If I could place a bet in Vegas on the biggest surprise hit in American television for 2012 I’d bet the house on “Lost Girl,” which debuts on the SyFy Channel tomorrow night, Monday, January 16th, at 10pm (EST).
I spent quite a bit of time in the summer and fall of 2010 at our cottage in Nova Scotia and saw one night on Showcase (the network of Canadian-originated commercial television) the debut of a gothic fantasy/sci-fi series. Within five minutes I knew I was watching would be the biggest independent hit in the States since Buffy Vampire Slayer and Xena.
The lead character in Lost Girl, Bo, is half human and half Fae. The entire series revolves around Bo’s refusal to take permanent sides with anyone or anything in her quest to do what is right, which means she is in constant conflict with the left and the right, the day and the night, the powerful and the powerless and, of course, her sexual attraction to both men and women.

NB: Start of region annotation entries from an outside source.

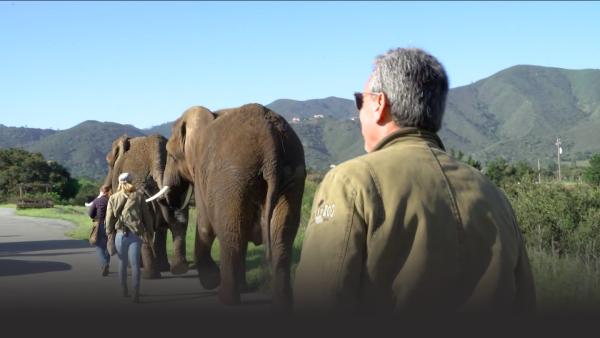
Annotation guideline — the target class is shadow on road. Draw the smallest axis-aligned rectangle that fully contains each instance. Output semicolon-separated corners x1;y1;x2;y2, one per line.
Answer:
0;252;91;258
0;239;90;254
140;291;217;304
0;259;71;277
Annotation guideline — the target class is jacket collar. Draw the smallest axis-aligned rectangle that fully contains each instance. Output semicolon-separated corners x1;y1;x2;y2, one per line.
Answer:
373;127;446;151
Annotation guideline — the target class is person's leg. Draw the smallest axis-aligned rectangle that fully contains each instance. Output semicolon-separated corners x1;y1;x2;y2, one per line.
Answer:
115;232;129;297
129;233;142;303
96;223;110;276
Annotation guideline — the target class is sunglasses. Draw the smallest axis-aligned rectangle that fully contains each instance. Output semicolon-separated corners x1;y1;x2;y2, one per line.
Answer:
354;92;381;110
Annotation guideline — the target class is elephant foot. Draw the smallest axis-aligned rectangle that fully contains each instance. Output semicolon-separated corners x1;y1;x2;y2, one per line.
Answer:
240;282;256;293
219;289;240;305
142;269;161;279
171;261;188;275
156;261;171;272
271;297;292;314
198;265;221;290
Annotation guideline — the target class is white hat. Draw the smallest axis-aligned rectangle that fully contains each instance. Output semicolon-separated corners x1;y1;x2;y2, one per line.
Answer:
119;173;131;183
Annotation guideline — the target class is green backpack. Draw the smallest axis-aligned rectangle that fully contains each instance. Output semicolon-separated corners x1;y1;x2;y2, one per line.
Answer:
119;191;145;236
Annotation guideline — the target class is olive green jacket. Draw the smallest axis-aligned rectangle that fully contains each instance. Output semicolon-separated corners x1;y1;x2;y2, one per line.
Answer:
294;128;535;313
105;191;154;239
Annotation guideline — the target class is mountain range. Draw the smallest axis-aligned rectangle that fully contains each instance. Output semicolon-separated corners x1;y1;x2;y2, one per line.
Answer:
0;65;600;179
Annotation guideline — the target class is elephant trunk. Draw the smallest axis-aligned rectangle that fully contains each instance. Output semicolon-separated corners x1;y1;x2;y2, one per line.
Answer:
146;185;169;203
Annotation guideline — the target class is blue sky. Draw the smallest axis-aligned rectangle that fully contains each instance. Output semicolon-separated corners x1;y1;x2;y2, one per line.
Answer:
0;1;600;129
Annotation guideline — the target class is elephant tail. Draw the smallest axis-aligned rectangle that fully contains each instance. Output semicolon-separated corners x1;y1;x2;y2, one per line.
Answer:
263;172;279;261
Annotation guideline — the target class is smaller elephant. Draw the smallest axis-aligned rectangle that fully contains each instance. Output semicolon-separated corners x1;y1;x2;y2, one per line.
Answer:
146;104;306;309
104;135;192;278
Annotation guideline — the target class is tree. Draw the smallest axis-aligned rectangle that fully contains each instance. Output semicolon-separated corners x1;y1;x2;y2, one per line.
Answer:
0;148;79;200
583;154;600;185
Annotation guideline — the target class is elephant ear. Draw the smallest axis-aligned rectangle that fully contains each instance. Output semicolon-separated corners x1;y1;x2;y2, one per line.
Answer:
106;134;130;168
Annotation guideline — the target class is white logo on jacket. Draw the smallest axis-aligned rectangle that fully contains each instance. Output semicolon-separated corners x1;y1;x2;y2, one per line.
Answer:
315;203;335;224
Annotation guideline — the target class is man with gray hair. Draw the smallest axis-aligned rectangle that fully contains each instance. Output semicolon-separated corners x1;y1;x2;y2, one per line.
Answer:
294;48;535;314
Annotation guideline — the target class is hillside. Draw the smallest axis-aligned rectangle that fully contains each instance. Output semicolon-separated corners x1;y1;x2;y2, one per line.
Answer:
440;66;600;162
24;121;144;178
267;96;358;121
0;66;600;178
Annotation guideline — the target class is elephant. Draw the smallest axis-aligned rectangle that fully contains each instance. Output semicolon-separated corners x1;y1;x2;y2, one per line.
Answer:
104;135;192;278
145;104;306;310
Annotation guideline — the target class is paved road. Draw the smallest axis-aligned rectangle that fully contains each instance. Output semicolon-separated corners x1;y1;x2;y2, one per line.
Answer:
0;208;270;315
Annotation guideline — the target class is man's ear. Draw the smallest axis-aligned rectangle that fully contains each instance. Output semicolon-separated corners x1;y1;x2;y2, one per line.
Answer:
373;93;392;124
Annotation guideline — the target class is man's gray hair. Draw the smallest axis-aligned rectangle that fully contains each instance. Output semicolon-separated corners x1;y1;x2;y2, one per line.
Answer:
371;48;448;132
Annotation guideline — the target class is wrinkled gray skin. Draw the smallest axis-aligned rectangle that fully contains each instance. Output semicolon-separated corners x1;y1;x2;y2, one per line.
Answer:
104;135;188;278
163;104;306;310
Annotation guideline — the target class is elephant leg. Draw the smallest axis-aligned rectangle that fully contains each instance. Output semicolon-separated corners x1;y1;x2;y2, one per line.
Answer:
219;231;243;305
154;227;171;272
171;224;188;275
240;241;250;293
142;243;161;279
271;181;304;312
194;208;221;290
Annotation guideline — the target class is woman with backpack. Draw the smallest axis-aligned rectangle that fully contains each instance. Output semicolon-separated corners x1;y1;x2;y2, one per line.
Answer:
105;173;153;303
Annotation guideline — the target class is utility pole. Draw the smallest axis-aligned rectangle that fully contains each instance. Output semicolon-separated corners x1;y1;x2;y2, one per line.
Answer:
555;137;562;182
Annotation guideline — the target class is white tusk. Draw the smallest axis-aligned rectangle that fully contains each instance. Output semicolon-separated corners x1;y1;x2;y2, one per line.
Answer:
180;184;194;209
146;185;169;202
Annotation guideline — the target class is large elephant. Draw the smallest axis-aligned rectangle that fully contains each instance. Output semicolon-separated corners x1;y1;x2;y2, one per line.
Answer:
146;104;306;308
104;135;192;278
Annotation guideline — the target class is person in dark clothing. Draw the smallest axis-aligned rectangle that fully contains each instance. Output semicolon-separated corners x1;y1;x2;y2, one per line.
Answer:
88;185;110;276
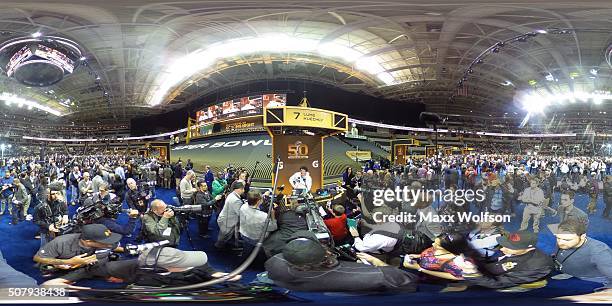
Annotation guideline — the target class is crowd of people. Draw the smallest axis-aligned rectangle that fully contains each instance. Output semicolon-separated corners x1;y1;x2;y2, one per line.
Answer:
0;154;612;302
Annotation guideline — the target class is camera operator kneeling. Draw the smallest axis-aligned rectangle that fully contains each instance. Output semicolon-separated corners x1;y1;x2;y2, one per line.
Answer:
142;200;181;246
34;224;123;284
266;231;417;292
107;246;241;287
194;181;222;238
94;203;140;236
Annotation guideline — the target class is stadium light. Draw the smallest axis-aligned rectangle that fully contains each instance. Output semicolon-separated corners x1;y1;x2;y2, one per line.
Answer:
148;33;397;106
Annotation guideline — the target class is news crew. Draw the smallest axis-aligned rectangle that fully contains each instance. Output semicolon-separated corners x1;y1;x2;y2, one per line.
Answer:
289;166;312;191
142;199;181;246
34;224;123;285
11;180;30;225
193;181;222;238
34;186;68;247
179;170;197;205
0;170;14;215
101;246;241;287
215;181;244;248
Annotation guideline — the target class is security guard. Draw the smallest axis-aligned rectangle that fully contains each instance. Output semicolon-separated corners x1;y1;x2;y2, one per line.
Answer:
455;231;554;292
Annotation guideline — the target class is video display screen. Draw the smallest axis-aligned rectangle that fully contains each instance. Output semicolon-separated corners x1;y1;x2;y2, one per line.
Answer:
196;94;287;123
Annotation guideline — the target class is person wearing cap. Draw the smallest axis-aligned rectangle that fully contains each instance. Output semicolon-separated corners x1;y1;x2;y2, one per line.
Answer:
0;252;38;288
265;231;417;292
142;199;181;246
548;219;612;290
602;175;612;220
215;180;245;249
34;224;123;283
33;186;68;247
584;172;599;215
555;191;589;224
193;180;222;238
518;178;544;233
454;231;554;292
106;246;242;287
179;170;197;205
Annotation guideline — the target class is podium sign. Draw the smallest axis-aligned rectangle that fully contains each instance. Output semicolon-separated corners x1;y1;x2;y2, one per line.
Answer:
272;135;323;194
264;106;348;131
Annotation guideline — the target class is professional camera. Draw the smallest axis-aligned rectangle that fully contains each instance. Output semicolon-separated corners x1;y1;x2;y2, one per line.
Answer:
166;205;202;214
295;193;334;246
124;240;170;255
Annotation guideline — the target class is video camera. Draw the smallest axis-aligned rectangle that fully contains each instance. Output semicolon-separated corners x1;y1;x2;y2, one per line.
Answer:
124;240;170;255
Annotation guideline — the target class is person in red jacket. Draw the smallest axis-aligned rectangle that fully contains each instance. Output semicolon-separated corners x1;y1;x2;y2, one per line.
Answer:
324;205;348;244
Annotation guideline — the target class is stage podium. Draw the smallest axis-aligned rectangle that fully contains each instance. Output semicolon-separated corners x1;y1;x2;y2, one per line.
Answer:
264;106;348;194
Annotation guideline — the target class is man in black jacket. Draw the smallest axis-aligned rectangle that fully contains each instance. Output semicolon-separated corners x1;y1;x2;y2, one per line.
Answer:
100;246;241;287
265;231;417;292
34;186;68;247
455;231;554;292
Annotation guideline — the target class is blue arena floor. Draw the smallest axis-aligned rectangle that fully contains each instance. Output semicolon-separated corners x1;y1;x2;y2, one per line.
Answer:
0;189;612;305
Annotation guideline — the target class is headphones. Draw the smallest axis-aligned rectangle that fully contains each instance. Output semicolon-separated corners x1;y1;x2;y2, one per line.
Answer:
140;245;168;273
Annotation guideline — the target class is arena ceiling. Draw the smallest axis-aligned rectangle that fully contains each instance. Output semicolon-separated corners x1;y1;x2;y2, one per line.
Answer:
0;0;612;123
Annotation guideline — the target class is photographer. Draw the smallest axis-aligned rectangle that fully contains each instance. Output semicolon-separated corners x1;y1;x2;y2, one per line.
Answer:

(Hi, Alexandra Waring, I thought.)
Like Xena and Buffy there is a marvelous undercurrent of tongue-in-cheek humor which somehow converts the considerably violent action sequences into the sensibility of a 1940’s monster or 1950’s sci-fi flick.
Unlike Buffy and Xena, Lost Girl was created by, and is still largely shepherded by, a woman writer name Michelle Lovretta.
The Xena Lucy Lawless/Avengers Diana Rigg of the Fae world is an actress largely unknown to the States, Anna Silk, who has that ineffable small-screen “something” that will vault her to stardom here. Her male love interest is played by Kris Holden-Reid (whom we know from The Tudors) as Dyson, a Fae police detective; her female love interest is played by Zoie Palmer (a British actress) as Lauren, a human research physician; and Bo’s (Desperately-Seeking-Susan-esque) sidekick, Kenzi, is played by (Black Swan) actress Ksenia Solo.
For a year and half I have been bemoaning the failure of an American network to import this series but now the SyFy network has done it. I hope everyone involved makes a kazillion dollars and lives happily ever after because the show is such fun.
And, of course, I’m writing this just to show everyone I’ve been bugging about this for the last year and a half that I was right (lol). Have fun everybody!